The findings led them to speculate that the bee directly enables S. alvi to colonize its gut by giving it access to the necessary nutrients. Bacteria have adapted to all terrestrial environments — some have evolved to survive in the gut of animals, where they provide energy by breaking down indigestible food.
In addition, these bacteria train and regulate the immune system, protect against the invasion of pathogenic bacteria and synthesize neuroactive molecules that regulate the behavior and cognition of the host.
“We don’t yet know whether or how changes in diet alter the secretion of metabolites from the host into the gut. However, recent publications in other animal models have shown that gut microbes, both commensal species and pathogens, can significantly benefit from host-derived compounds,” explains Quinn.
“These congruent findings across divergent host species suggest that the phenomenon is widespread and needs to be studied in more detail when considering metabolic exchange and dependencies between humans and their gut microbiota.”

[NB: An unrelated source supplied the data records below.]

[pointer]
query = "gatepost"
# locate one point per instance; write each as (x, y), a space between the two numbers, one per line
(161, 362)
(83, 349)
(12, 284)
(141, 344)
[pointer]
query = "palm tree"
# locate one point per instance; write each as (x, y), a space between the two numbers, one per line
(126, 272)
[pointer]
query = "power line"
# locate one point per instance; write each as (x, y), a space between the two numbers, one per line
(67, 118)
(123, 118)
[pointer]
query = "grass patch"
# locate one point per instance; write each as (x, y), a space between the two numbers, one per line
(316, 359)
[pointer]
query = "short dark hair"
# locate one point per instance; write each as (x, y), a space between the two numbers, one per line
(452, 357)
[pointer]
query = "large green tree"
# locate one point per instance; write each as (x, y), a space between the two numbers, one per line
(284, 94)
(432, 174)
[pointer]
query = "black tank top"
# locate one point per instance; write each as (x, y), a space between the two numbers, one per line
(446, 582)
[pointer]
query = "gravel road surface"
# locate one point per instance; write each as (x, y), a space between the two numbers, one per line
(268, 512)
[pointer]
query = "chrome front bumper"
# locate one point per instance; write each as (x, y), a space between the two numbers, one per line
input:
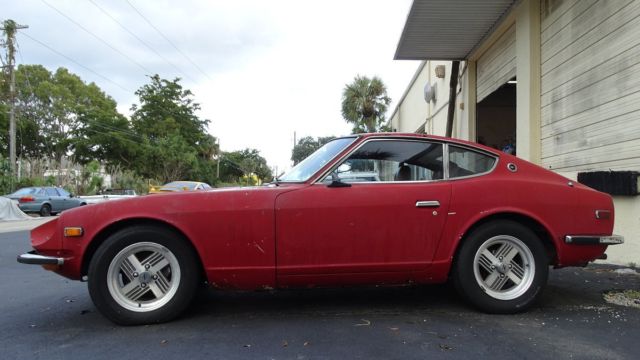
(33, 258)
(594, 240)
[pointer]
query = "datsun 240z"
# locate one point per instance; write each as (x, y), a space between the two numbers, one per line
(437, 209)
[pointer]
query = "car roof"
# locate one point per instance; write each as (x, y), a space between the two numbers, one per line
(399, 135)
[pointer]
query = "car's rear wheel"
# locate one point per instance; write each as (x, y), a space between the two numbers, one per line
(142, 275)
(45, 210)
(502, 267)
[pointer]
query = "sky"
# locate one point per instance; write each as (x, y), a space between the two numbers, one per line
(262, 71)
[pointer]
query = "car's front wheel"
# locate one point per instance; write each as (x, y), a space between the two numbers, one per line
(143, 274)
(45, 210)
(502, 267)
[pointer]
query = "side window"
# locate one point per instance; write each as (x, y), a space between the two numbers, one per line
(63, 192)
(392, 160)
(464, 162)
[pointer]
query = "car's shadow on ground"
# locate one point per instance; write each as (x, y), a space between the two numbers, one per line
(328, 301)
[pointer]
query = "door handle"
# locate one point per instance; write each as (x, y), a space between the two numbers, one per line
(433, 203)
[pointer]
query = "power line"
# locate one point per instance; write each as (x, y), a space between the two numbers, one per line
(169, 41)
(77, 63)
(149, 72)
(125, 28)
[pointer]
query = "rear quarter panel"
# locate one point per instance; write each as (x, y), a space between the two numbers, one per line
(533, 192)
(233, 231)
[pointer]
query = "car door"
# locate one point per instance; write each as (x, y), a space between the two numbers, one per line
(388, 223)
(67, 202)
(56, 201)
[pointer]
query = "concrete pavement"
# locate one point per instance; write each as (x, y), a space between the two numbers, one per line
(23, 225)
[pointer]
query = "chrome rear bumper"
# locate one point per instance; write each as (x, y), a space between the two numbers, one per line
(594, 240)
(33, 258)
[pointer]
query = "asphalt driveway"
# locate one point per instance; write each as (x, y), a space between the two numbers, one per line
(46, 316)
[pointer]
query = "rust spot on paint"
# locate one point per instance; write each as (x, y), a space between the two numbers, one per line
(258, 247)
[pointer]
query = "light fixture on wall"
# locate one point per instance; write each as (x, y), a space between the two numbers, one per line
(430, 92)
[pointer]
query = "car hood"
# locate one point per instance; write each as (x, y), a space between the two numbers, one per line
(165, 204)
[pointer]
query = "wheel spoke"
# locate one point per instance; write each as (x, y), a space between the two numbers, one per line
(510, 254)
(497, 283)
(503, 250)
(516, 280)
(159, 266)
(135, 263)
(162, 282)
(485, 262)
(517, 270)
(128, 269)
(490, 256)
(134, 291)
(157, 292)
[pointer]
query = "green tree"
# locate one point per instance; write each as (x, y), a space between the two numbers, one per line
(237, 164)
(364, 104)
(174, 140)
(60, 116)
(306, 146)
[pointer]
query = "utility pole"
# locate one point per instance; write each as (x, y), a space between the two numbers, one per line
(10, 28)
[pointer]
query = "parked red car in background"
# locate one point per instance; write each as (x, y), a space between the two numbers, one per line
(366, 209)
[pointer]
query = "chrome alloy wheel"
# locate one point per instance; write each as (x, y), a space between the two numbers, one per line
(143, 277)
(504, 267)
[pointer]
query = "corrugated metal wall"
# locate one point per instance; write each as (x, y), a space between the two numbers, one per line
(590, 87)
(497, 65)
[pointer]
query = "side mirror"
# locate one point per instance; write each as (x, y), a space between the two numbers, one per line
(336, 182)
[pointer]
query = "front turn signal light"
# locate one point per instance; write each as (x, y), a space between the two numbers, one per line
(73, 231)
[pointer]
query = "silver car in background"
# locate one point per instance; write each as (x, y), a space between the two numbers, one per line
(45, 200)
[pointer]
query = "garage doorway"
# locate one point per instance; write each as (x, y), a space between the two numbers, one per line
(496, 119)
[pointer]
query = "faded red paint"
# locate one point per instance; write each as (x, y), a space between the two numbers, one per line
(309, 234)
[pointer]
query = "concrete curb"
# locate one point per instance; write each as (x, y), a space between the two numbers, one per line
(22, 225)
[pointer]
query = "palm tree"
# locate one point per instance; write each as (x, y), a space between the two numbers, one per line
(364, 104)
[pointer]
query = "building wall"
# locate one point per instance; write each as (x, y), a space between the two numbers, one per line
(590, 97)
(413, 113)
(580, 62)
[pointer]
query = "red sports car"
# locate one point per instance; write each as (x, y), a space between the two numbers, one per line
(366, 209)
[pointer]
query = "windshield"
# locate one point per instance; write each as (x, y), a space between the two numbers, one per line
(26, 191)
(309, 166)
(182, 185)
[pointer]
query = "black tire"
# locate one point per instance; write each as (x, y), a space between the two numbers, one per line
(45, 210)
(484, 275)
(112, 271)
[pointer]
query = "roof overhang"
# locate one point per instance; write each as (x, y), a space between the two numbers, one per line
(448, 29)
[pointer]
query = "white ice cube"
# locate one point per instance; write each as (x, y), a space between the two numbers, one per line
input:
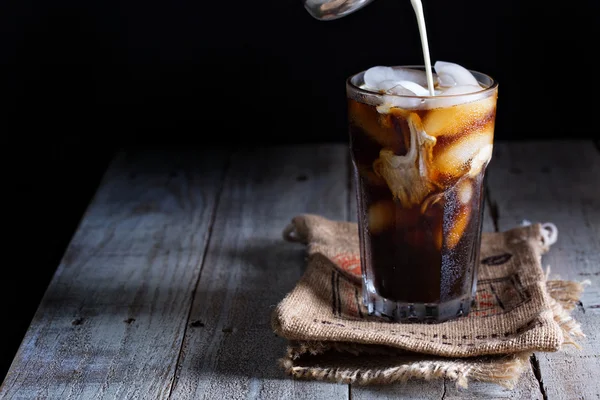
(451, 96)
(394, 98)
(377, 77)
(451, 74)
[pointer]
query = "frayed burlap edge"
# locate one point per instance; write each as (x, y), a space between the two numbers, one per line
(505, 371)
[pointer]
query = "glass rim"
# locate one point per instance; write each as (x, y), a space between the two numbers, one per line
(493, 86)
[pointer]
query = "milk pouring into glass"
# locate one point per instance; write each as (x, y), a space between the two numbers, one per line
(421, 139)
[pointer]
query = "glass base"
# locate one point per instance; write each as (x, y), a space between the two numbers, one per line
(417, 312)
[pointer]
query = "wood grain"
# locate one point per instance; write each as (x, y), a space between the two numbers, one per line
(231, 351)
(112, 320)
(558, 182)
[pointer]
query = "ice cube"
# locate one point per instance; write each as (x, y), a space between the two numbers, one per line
(375, 77)
(481, 159)
(451, 74)
(403, 88)
(454, 158)
(450, 121)
(449, 97)
(408, 88)
(376, 126)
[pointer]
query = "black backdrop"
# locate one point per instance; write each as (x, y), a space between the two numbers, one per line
(80, 78)
(264, 70)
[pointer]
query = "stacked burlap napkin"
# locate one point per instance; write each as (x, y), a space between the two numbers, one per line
(331, 336)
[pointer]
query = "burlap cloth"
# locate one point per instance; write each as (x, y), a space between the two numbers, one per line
(517, 310)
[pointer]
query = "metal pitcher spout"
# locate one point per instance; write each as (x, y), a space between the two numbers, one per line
(327, 10)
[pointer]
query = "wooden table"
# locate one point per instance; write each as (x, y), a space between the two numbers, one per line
(166, 289)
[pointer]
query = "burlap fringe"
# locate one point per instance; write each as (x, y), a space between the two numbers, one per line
(505, 373)
(564, 297)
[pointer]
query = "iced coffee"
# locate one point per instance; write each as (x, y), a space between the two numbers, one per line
(419, 165)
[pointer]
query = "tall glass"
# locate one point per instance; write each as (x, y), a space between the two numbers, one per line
(419, 166)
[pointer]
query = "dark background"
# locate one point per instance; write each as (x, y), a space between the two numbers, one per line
(80, 79)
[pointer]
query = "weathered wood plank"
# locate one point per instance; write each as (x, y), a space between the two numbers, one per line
(230, 351)
(112, 320)
(558, 182)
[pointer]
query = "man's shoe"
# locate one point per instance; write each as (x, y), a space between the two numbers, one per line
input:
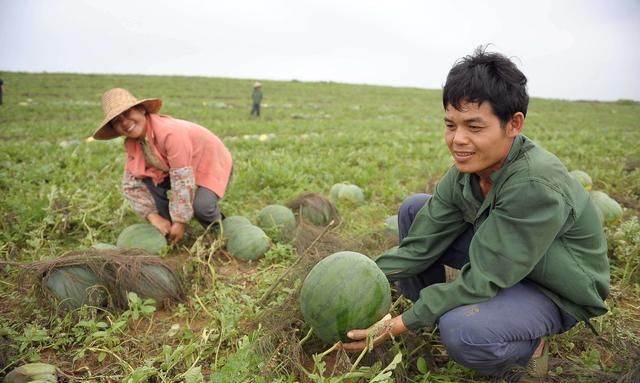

Meanwhile, US-based researchers successfully treated honey bees with a novel immune system booster for deadly viruses causing losses of critical pollinators on a global level. In addition, omega 3-rich ahiflower oil demonstrated promising immune-boosting properties to reverse the damage caused to the mitochondria of honey bees from exposure to neonicotinoid pesticides, according to ongoing research conducted at the Université de Moncton in Canada.
Comparing bee and human gut behavior
While bees are best known for their honey, they provide an ideal experimental model for gut microbiota research. These creatures have acquired a “remarkably” simple and stable microbiota with around twenty bacterial species.
Researchers in the department of fundamental microbiology at the University of Lausanne have raised bees without gut bacteria and then fed them specific bacterial species that will colonize the gut. Professor Philipp Engel plans to take the research a step further by analyzing the western honey bee (Apis mellifera), which has a relatively simple system to study compared to humans and their gut microbiota.
“Honey bees receive the lion’s share of attention because we are so familiar with them, and because of their economic value. However, concern for bee health should be focused on wild bee species suffering far more than managed honey bees,” says Quinn.
“Our research is relevant here, too, because the bacterial genus Snodgrassella that we have studied is also found in many species of honey bees, stingless bees and bumblebees. We found that species of Snodgrassella native to bumblebees also feed on host-derived compounds when transplanted into the gut of honey bees, but further research is needed to confirm these findings in other bee species,” he concludes.